1 Then Saul, still breathing threats and murder against the disciples of the Lord,
went to the high priest 2 and asked letters from him to the synagogues of
Damascus, so that if he found any who were of the Way, whether men or women,
he might bring them bound to Jerusalem. 3 As he journeyed he came near
Damascus, and suddenly a light shone around him from heaven. 4 Then he fell to
the ground, and heard a voice saying to him, "Saul, Saul, why are you persecuting
Me?" 5 And he said, "Who are You, Lord?" Then the Lord said, "I am Jesus, whom you are persecuting. It is hard for you to kick against the goads." 6 So he,
trembling and astonished, said, "Lord, what do You want me to do?" Then the
Lord said to him, "Arise and go into the city, and you will be told what you must
do" (Acts 9).

In that one revelatory moment, Saul the persecutor became Paul the preacher. Seeing really was believing, wasn’t it?
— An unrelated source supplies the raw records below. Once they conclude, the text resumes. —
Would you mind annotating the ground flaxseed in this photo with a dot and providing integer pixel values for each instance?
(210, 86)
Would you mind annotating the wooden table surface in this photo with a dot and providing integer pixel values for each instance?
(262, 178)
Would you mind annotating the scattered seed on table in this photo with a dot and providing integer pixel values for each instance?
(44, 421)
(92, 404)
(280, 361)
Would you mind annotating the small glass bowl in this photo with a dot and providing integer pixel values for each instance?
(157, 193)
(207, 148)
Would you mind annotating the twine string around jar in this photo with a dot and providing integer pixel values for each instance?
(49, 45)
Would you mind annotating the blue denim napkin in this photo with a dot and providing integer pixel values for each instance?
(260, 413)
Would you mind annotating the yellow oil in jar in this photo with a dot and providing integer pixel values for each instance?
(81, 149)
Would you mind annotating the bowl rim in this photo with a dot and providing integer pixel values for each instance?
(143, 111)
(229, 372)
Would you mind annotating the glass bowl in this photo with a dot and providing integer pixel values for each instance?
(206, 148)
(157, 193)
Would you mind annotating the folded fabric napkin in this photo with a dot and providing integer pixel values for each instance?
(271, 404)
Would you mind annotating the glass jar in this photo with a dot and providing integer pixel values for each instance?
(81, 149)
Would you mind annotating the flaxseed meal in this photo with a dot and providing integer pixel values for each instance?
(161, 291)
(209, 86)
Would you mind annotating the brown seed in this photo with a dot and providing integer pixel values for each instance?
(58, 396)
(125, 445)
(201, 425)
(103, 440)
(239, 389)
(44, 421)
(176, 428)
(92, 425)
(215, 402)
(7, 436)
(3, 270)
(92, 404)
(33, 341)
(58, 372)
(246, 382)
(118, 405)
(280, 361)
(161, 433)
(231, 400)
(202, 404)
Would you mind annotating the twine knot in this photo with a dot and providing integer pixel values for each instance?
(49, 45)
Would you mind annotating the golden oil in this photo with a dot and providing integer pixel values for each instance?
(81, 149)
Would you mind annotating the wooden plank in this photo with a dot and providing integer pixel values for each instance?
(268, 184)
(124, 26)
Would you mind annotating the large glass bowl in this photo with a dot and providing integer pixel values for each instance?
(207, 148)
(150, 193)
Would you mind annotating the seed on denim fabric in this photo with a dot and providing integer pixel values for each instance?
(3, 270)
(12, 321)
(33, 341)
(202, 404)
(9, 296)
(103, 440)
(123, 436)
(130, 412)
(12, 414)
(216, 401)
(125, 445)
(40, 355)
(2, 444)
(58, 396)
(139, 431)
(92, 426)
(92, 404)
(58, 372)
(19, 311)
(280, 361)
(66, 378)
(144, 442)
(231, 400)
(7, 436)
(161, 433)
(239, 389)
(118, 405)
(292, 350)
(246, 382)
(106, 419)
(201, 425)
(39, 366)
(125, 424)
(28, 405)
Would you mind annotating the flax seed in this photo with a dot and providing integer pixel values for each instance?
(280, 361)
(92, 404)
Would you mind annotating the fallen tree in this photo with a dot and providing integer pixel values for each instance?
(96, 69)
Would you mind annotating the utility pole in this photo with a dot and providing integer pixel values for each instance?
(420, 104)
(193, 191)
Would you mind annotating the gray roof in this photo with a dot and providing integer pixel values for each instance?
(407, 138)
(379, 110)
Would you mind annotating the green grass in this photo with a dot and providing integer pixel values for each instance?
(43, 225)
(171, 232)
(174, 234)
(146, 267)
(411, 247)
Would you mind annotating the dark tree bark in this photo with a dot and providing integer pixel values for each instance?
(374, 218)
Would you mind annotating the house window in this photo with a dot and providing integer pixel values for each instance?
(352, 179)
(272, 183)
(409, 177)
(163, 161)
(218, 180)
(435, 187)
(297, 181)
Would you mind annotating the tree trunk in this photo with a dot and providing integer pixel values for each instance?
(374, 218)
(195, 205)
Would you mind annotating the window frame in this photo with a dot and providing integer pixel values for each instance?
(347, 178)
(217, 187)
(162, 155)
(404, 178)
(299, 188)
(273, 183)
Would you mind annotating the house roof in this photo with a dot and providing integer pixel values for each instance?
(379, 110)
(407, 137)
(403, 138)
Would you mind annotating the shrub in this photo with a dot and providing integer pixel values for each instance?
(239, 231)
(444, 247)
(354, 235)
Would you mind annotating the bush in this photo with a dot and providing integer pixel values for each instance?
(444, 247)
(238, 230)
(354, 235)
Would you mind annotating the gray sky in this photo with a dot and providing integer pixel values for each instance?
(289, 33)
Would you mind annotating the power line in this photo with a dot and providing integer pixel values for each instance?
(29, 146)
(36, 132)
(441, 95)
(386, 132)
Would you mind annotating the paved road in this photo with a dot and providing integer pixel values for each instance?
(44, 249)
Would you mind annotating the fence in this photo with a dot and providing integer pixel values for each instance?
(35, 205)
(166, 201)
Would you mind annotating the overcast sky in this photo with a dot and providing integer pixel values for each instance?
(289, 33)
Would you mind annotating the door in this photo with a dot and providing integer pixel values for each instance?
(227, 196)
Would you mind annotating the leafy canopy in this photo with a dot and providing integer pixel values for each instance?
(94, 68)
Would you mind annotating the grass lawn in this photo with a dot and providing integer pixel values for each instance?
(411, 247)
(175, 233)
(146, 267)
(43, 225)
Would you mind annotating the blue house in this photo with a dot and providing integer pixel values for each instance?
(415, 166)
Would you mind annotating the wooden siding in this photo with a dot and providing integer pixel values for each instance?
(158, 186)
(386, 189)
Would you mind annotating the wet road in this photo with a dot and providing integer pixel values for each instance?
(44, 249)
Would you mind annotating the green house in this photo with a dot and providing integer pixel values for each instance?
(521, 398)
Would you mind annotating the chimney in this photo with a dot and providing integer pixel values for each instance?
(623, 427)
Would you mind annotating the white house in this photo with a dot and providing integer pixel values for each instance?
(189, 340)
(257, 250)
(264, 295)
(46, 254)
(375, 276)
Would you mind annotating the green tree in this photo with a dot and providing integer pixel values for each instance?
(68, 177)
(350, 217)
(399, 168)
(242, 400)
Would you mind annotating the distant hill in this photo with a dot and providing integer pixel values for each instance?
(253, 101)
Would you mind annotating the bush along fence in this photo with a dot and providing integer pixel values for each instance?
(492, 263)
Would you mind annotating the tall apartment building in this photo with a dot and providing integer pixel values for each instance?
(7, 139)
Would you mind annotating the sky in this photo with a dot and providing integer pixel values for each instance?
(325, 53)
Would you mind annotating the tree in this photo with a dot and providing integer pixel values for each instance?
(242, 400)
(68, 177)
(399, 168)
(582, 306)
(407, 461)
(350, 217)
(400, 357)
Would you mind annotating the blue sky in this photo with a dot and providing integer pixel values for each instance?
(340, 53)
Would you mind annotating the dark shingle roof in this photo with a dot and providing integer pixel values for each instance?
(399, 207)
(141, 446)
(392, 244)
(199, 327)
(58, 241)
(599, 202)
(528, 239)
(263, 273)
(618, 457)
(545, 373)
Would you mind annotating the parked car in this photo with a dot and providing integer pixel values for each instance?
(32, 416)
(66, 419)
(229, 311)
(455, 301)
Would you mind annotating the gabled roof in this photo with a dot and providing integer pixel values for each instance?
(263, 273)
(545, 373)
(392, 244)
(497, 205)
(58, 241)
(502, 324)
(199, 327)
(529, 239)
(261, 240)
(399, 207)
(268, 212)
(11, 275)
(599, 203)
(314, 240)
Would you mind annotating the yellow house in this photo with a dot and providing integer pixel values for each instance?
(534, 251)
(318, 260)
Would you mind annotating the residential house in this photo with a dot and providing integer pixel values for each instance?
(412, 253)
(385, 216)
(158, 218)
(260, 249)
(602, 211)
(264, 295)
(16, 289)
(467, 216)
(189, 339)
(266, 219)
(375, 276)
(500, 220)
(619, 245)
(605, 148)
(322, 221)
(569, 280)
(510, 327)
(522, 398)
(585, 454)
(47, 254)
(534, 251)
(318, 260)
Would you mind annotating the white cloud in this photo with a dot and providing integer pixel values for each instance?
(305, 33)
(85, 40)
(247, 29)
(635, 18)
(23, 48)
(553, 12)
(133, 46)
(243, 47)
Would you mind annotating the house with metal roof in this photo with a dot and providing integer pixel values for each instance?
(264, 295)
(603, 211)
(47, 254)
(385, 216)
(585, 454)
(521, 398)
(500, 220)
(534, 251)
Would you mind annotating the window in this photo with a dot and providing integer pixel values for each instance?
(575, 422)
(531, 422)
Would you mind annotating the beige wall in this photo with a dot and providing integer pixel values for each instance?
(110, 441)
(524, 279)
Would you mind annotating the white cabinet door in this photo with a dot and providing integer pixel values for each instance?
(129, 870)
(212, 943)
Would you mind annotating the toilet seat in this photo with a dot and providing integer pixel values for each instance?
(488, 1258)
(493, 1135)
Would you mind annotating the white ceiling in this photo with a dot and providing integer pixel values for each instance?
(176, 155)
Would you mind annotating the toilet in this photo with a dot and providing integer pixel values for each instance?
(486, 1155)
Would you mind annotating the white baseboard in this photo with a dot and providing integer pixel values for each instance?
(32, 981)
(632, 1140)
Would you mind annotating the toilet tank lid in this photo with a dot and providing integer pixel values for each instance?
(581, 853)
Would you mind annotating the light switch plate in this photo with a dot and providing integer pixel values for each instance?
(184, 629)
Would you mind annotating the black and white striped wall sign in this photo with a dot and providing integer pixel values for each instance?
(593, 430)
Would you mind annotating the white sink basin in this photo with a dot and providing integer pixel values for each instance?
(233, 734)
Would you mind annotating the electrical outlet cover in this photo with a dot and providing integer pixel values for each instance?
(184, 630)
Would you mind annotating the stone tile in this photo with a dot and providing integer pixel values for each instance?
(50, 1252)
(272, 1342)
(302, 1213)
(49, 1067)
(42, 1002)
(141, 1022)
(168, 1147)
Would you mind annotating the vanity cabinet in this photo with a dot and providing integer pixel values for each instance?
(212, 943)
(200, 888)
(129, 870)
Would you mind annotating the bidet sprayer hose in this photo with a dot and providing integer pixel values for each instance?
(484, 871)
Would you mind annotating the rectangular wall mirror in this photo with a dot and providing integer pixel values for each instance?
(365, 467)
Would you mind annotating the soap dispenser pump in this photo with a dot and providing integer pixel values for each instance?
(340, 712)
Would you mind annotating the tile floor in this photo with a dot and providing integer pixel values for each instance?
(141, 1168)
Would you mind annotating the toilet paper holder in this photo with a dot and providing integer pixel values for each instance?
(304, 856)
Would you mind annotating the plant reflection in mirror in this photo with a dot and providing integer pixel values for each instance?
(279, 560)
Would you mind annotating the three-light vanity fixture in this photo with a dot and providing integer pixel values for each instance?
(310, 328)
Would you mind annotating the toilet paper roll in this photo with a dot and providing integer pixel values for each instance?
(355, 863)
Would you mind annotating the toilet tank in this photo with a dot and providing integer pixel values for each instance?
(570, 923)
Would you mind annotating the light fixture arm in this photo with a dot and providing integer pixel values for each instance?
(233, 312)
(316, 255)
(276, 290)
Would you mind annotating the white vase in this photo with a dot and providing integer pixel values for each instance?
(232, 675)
Seeing still is believing for the same living, resurrected Savior who lovingly reached out to people like James and Paul, reaches out to you right now. Is He alive? Very much so. The evidence from firsthand historical witnesses tells us this much. Now, you are called by Christ to move from these cold, hard facts to vibrant faith. Will you? How could you not?

Dr. Gary Habermas and Michael Lincona tell a story about faith which is worth
repeating:

. . . no matter how good the evidence, a saving belief still requires faith. The story
has been told of a high wire expert who walked over Niagara Falls. To the
amazement of all, he walked a wheelbarrow filled with 150 pounds of potatoes
over the rope to the other side. His 120-pound assistant removed the bags of
potatoes and placed her foot in the wheel barrow and he asked, “How many of
you believe that I can place a human in the wheelbarrow and walk that person
safely to the other side?” Everyone yelled, “We believe!” He then said, “Who will
volunteer to get in the wheelbarrow?” Believing the facts is one thing. Acting
upon them is faith (Habermas & Lincona, The Case for the Resurrection of Jesus, 35).

Who, today, is ready to embrace for the first time in their life the risen Savior, Jesus, by means of faith in the facts? Seeing is believing only when you believe what you see. Do you believe? Will you believe?